Saturday, November 28, 2015

L'ERCOLE

Speranza

ERCOLE, statua. Early Imperial, circa 30 BC -- AD 20. H: 14.5 cm. Collezione di J. H. Fund.

ERCOLE stands in a quiet yet fluid pose.

The stance is frontal.

ERCOLE looks directly forward, and his relaxed left leg is scarcely advanced beyond his weight-bearing right.

Yet his right hip projects strongly to the side, and his upper body sways back toward his bent, outstretched arm, over which the skin of the Nemean lion is draped.

The knotty, swollen musculature ripples powerfully to intensify the fluid effect, as do his elegantly asymmetrical genitals.

ERCOLE's outstretched left hand originally held the apples of the Hesperides, and his lowered right once carried his club, proejecting forward at a 45-degree ange as if to balance the tilt of his torso.

He is crowned with a diadem formed by a twisted ribbon, made of a twisted silver wire.

ERCOLE's expertly rendered anatomy has been turned into that of a weight-lifter or a workman accustomed to the heaviest manual labour.

His belly is massive in a way usually confined to representations of the drunken ERCOLE or the closely related theme of ERCOLE urinating.

Even ERCOLE's head, with its swelling forhead, puffy, curly beard, and tiny eyes -- looks mucle-bound.

At the same time, there is a refinement and even elegance in the characterisation.

The closely cropped hair, slim nose, small ears, and piercing glance turn the muscle-man into a formidable champion on more than one level.

This is not one of ERCOLE's well-publicised weaker moments.

ERCOLE is alert in control of himself.

The workmanship is unusually refined and subtle.

The back is as beautifully finished as the front.

The lion's pelt is filled with turbulent asymmetries and rich modelling.

Details are finely shaped from the lion's teeth to ERCOLE's toes, genitals, and facial features.

The massive locks at the front of his beard gradually shrink to tiny curls at the back of his jaw.

The hair of his head and pubes is suggested impressionistically in contrast with the careful chiseling of the beard.

A club-carrying ERCOLE standing quietly extending the apples of the Hesperides with an arm draped in a lionskin is a sculptural theme popular ever since MIRONE's lost masterpiece of the mid-fifth century B.C.

ERCOLE appears with these attributes and in just the stance of this bronze in large-scale statues, whose original has been atributed to the fourth century.

These statues, however, generally depict ERCOLE as youthfully beardless and with a relatively trim, athletic waistline, as in a colossal bronze in the Vatican or a basalt colossus of Flavian date from the Palatine.

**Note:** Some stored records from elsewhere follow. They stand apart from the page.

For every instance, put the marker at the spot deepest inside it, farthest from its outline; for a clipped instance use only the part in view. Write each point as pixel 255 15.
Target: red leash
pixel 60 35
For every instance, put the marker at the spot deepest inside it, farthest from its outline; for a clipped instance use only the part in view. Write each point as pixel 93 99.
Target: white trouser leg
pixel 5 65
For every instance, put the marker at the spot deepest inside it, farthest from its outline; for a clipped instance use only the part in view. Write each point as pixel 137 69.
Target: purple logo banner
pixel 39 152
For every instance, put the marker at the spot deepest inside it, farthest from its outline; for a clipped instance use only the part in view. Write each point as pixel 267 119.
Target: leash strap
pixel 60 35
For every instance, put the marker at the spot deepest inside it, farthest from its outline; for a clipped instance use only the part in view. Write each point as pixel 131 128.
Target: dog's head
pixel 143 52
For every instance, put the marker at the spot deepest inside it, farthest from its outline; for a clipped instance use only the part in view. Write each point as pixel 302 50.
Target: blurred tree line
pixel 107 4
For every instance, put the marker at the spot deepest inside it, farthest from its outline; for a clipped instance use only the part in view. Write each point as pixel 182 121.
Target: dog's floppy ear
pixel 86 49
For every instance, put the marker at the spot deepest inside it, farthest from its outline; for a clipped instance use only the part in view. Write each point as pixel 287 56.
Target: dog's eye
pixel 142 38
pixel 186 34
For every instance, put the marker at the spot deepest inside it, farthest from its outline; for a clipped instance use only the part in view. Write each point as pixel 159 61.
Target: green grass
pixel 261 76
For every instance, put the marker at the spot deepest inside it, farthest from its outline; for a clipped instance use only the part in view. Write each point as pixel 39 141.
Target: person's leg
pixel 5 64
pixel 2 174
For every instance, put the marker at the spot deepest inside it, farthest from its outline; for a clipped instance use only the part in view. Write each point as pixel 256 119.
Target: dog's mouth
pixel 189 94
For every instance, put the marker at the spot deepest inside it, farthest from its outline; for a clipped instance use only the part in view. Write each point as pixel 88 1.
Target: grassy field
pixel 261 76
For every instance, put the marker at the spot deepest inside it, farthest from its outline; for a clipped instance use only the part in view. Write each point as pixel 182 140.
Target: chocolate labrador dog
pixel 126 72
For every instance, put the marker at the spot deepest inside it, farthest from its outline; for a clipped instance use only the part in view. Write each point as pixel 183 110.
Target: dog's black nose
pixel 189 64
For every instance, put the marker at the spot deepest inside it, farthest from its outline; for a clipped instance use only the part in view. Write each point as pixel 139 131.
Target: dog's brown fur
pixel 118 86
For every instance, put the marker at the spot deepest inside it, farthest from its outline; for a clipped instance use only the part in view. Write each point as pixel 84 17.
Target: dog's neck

The bearded version is more difficult to document in large-scale sculpture, and it may be a late Hellenistic variation on the composition.

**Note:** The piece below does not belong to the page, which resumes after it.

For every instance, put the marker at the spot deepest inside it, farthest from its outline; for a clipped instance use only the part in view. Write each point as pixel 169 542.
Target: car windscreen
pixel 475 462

The heavy belly of the statuette probably reflects the influence of drunken ERCOLI popular in Hellenstic and early Imperial times.

Examples in marble and bronze come from HERCULANEUM, and a fine fragmentary bronze statuete from Smyrna is in the Metropolitan Museum of New York.

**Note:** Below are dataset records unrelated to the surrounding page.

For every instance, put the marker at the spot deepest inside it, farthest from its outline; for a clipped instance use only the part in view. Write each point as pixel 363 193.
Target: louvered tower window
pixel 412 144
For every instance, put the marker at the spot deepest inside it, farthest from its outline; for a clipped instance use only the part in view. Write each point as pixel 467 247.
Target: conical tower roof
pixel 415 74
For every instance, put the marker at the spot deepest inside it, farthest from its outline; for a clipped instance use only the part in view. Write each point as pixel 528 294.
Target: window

The fat, bearded version of ERCOLE with the apples may then have been created around the end of the Hellenistic period.

Although the bronze statuette is hard to parallel exactly in large-scale sculpture, it does represent a well-established type in the repertory of craftsmen producing small-scale bronze statuettes.

Recently, an almost identical ERCOLE, complete with base, was found at Weissenburg on the Danubian frontier in Bavaria.

The two are even the same size.

The Weissenburg ERCOLE is a mere three millimetres taller.

A clumsier version from RIMINI is in the British Museum.

The Weissenburg statuette is thought to have been made in the second half of the second century A. D. and was buried in a hoard of bronzes around the middle of the third century.

In spite of the close physical and typological similarities, there are significant stylistic differences.

The Weissenberg figure is more emphatic and overt.

Not only does ERCOLE wear a flamboyant laurel wreath, but he also glances out in the direction of his more pronounced step, giving him a stormy, aggressive quality that has much in common with portraits of the later Antonine emperors.

His musculature is sharply outlined, and he has a more conventionally acceptable waist.

Although the two are probably the producs of a single workshop, the shop may well have been a long-lived one.

Our bloated-but-refined ERCOLE may be substantially earlier and stem from a time close to the formualtion of the type.

A similar mixture of bulky body and refined head is found in a terracotta relief of ERCOLE in the Museum of Fine Arts, Boston.

The relief, said to come from CAPUA, continues the Italic middle Republican tradition of fine terracottas, probably not later than the early first century B. C.

The modelling of the Hellenistic drunken ERCOLE in New York also has much in common with that of the bronze statuette.

The almost archaistic frontality and delicacy of detail in this bronze piece may relfect a date that is later, but not necessarily after the second half of the first century B. C.

Its association with the bronze Lar, however, makes it likely that the ERCOLE was produced after 12 B. C.